Freitag, 8. März 2013


Thunderclap about


If a tweet falls in the forest...

Social media is an easy way to say something, but it’s a difficult way to be heard. Thunderclap is the first-ever crowdspeaking platform that helps people be heard by saying something together. It allows a single message to be mass-shared, flash mob-style, that rises above the noise of your social networks. By boosting the signal at the same time, Thunderclap helps a single person create action and change like never before.

You don't need a huge following for a successful Thunderclap

A user with 200 Facebook friends could amplify her message better than someone with 3,000 friends. It all depends on your cause's voice and shareability—and how much your friends are engaged. Thunderclap has already reached millions of people. Check out some of the successful projects on our homepage!

The tipping point

The beauty of Thunderclap is that it sets the goalposts—one message, one number, one date. It's a common threshold you and your supporters work toward together. It's a tangible way to measure awareness.


For Example: Thunderclap "The Truth Behind The Brands

The Story

The 10 biggest food companies in the world employ millions of people in poor countries to grow and produce their products. They have massive global reach and influence. And with enough pressure from consumers like you and me, they could make a powerful difference in reducing poverty, hunger and inequality.

Oxfam's new initiative,
Behind the Brands, ranks the policies of these big companies on important issues like transparency, equality for women, treatment of farmers, land, clean water, sustainability and climate change.
We're starting out by asking the world's biggest cocoa buyers – Mars, Mondelez, and Nestlé, who make products like M&Ms, Oreos, and Crunch – to demand that they make equality for women cocoa farmers a priority. When it comes to women, these companies all score a 4 or lower on our Brand Scorecard, because:

  • Most cocoa farmers and workers live below the poverty line, and many earn less than $2 a day.
  • Less than 5% of the price of a typical chocolate bar goes back to cocoa farmers.
  • In West Africa, where most of the world's cocoa comes from, women do nearly half of the labor on cocoa farms but own just a quarter of the land.
  • Women working on cocoa farms have fewer economic opportunities and, as workers, typically earn less than men. Just one example: in Nigeria, farmers told our researchers that women are paid $2-3 for a day's work, while men earn around $7 per day.

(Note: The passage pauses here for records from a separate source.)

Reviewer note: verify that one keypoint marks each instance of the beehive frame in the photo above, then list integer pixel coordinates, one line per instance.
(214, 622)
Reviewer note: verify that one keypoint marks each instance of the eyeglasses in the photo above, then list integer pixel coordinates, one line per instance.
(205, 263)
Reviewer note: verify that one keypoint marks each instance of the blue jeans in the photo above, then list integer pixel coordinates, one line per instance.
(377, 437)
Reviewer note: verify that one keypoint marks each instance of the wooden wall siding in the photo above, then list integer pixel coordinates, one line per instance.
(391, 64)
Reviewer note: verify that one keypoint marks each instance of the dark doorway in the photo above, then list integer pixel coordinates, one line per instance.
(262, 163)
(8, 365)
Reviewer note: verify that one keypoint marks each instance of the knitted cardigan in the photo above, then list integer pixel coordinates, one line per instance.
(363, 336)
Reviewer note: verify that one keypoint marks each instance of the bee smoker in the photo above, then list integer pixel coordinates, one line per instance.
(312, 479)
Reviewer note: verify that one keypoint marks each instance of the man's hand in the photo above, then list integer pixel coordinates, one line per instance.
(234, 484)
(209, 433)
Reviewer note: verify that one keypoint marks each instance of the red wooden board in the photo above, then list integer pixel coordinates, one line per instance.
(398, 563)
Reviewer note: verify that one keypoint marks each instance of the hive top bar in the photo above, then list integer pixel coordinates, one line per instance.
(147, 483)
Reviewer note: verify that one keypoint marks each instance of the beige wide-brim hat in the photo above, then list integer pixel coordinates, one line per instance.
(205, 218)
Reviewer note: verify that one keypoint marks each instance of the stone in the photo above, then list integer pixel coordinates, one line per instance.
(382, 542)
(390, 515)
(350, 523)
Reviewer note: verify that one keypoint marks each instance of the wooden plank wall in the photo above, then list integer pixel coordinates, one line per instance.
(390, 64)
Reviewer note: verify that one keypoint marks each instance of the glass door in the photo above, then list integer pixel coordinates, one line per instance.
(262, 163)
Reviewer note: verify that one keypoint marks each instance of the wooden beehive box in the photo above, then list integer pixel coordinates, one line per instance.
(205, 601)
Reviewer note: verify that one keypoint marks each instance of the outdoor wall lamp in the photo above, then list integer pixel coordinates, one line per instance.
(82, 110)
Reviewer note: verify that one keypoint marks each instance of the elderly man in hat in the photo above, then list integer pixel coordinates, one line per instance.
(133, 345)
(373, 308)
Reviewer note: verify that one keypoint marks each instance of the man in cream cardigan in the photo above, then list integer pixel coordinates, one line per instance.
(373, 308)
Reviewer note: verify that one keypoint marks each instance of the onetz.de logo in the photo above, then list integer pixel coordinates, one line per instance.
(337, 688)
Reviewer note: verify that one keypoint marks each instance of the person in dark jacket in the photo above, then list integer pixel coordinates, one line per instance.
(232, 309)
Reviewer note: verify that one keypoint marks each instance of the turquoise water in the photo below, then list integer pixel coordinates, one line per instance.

The women who grow, pick, pack and sell the cocoa that Mars, Mondelez, and Nestlé put in their products deserve better: better pay, fair treatment, opportunities for training, the chance to own the land they work, and more. It all starts with consumers like you raising your voice.

On International Women's Day - March 8th - we will launch this action to take a stand for women who work on cocoa farms, and those facing inequalities around the world. Together, we can change the way these companies do business – and give people in poverty the tools they need to earn a living, feed their families, and thrive.